President Donald Trump announced his intention last week to nominate two Penn alumni to open administration posts.

A White House press release detailed four new potential appointees to Trump's administration. Rohit Chopra, who received a Wharton MBA in 2009, was nominated to fill the open Democratic seat on the Federal Trade Commission and Kenneth Braithwaite, a 1995 Fels Institute of Government graduate, was nominated to serve as the American ambassador to Norway. 

If appointed, Braithwaite and Chopra will join a number of Penn alumni already serving in Trump's administration, including Ambassador to Russia Jon Huntsman Jr., a 1987 College graduate, Deputy Attorney General Rod Rosenstein, a 1986 Wharton graduate and Securities and Exchange Commission head Jay Clayton, who received his bachelor's degree in Engineering from the School of Engineering and Applied Science in 1988 and his J.D. from Penn Law School in 1993. 

Chopra earned his undergraduate degree in government from Harvard University and serves as a senior fellow for the Consumer Federation of America, where he addresses consumer protection issues. 

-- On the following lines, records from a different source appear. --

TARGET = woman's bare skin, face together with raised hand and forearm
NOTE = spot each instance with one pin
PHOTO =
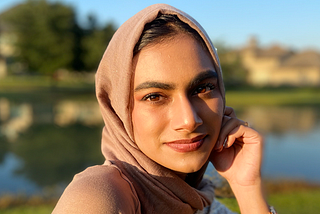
(177, 98)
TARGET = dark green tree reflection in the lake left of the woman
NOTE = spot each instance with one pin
(52, 154)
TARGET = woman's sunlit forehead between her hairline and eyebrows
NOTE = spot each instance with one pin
(172, 59)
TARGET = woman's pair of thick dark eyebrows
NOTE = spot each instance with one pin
(168, 86)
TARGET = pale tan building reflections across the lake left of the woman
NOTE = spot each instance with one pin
(17, 118)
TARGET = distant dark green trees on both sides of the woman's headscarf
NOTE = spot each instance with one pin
(49, 38)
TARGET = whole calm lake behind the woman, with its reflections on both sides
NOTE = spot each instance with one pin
(45, 139)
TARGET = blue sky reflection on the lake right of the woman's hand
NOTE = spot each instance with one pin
(293, 155)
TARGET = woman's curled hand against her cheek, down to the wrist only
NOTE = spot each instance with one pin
(237, 154)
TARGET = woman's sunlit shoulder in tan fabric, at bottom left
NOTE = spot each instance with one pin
(99, 189)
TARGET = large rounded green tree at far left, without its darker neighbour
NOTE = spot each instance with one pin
(46, 35)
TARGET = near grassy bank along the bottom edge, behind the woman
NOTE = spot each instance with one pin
(288, 197)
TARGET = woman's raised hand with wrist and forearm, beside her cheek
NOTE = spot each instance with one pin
(237, 156)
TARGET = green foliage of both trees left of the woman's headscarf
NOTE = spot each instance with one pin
(49, 37)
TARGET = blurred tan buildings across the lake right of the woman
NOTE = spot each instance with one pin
(276, 66)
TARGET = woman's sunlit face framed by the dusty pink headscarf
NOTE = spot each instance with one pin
(178, 106)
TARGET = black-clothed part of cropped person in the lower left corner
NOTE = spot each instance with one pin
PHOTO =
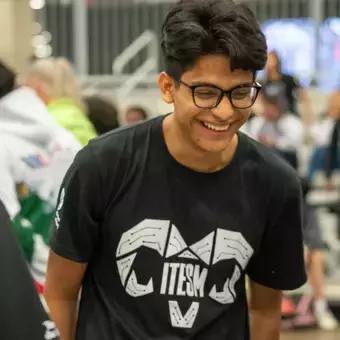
(23, 316)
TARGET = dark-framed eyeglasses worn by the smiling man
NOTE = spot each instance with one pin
(209, 96)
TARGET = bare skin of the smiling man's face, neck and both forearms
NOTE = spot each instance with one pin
(200, 149)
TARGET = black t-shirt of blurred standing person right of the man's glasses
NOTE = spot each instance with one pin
(287, 85)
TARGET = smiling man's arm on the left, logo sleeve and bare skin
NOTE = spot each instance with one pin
(75, 235)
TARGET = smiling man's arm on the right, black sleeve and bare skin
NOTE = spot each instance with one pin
(279, 263)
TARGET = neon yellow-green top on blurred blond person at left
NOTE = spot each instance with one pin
(68, 114)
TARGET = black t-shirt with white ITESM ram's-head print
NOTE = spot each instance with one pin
(167, 247)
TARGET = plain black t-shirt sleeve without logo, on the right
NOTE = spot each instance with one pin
(279, 262)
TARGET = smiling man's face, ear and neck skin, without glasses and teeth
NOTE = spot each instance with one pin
(205, 151)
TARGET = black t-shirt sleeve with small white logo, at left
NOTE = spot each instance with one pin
(76, 224)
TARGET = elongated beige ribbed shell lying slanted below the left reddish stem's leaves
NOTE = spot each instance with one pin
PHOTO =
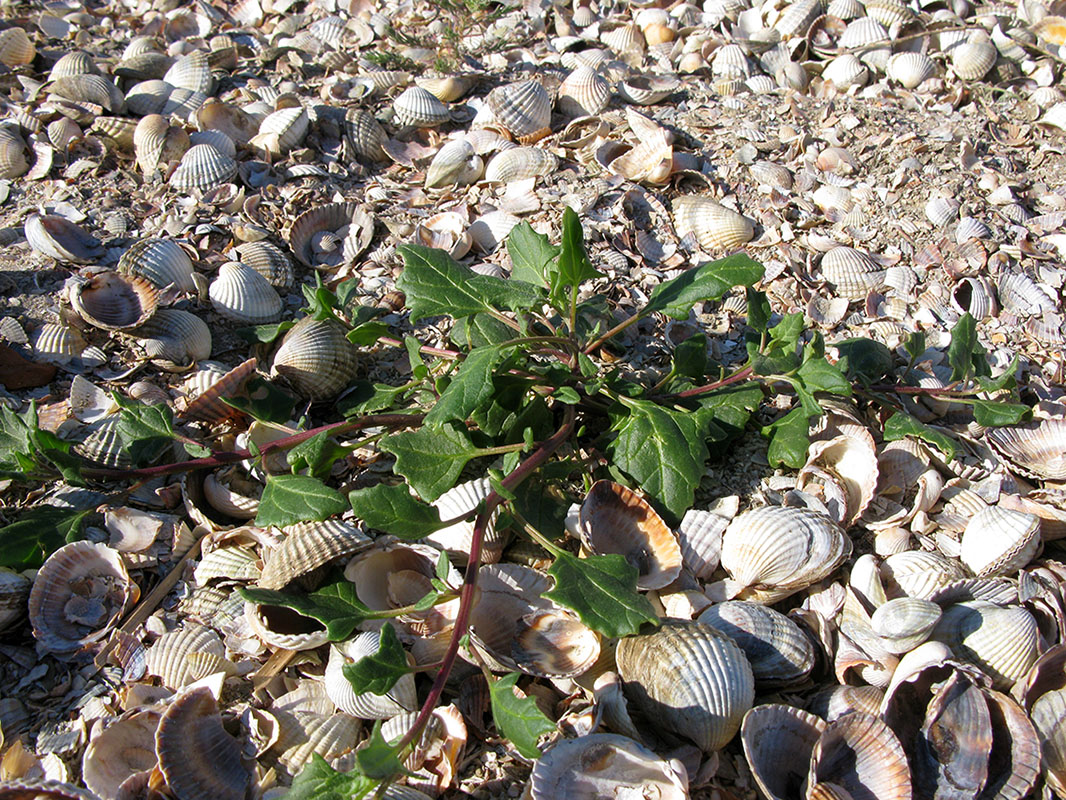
(309, 547)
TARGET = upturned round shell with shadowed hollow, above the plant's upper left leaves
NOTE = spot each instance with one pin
(331, 236)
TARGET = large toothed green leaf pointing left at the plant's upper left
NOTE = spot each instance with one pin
(437, 284)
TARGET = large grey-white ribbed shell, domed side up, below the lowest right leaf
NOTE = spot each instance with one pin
(690, 680)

Braithwaite studied as an undergraduate at the United States Naval Academy and worked as a naval aviator. 

According to Bloomberg, Braithwaite retired from the U.S. Navy in 2011, and has served as the executive director of the Delaware Valley Healthcare Council, the vice president of advocacy and government relations for Saint Thomas Health and the executive and state director for former U.S. Sen. Arlen Specter from Pennsylvania (who was a Republican during Braithwaite's tenure, but joined the Democratic party in 2009). 

He currently serves as senior vice president and executive officer of East Coast and Pennsylvania offices at Vizient, Inc., a health care improvement organization.

According to CNN, Trump has nominated and confirmed far fewer candidates than both of his predecessors, Barack Obama and George W. Bush, at this point in his term. As of Oct. 23, Trump has made 412 nominations, of which only 172 have been confirmed.